While many people are well aware of the mass exodus of Jews from Iran in the late 1970’s and early 1980’s because of Iran’s radical fundamentalist Islamic regime, others are unaware of the small migrations of Iranian Jews to Israel during the 1950’s. Despite the significant environment of religious tolerance that was fostered under the Pahlavi dynasty in Iran between 1925 and 1979, Jews in Iran still encountered anti-Semitism and discrimination from the Muslim majority. I personally have relatives who immigrated to Israel in the 1950’s for this exact reason, since they were fed up with being harassed by close minded intolerant Muslims. Leaving Iran and making new roots in Israel at that time was not easy because Israel was a new nation that was not developed. At the same time many Jewish families in Iran had attained substantial prosperity through trade and commerce. So there was less of an incentive for Jews to leave the country in 1950’s and 1960’s.

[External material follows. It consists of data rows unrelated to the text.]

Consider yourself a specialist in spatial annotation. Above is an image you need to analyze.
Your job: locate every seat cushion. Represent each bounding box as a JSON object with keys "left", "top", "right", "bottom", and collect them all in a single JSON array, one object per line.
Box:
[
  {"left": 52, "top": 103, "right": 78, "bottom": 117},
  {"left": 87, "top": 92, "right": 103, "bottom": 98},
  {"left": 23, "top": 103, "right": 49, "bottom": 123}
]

Today we see the children of those Iranian Jewish immigrants flourishing in Israel; with Moshe Katsav the former Israeli President, or Shaul Mofaz the Israeli Minister of Transportation, or Dan Halutz the former Israel Defense Forces Chief of Staff, or Eitan Ben Eliahu the former Israel Air Force chief. It simply amazes me that despite the intolerance and hardship Jews endured in Iran and in leaving behind livelihoods in the 1950’s or 1970’s, they have still managed to thrive in all aspects of life. Whether it be business, science, medicine, law, government, art, or even comedy—Jews of Iranian heritage seemed to have risen above the hardships to succeed in a substantial way.
Elie Tahari’s story along with the stories of Jews from Iranian heritage are heart warming but need to be kept alive for future generations to appreciate their history.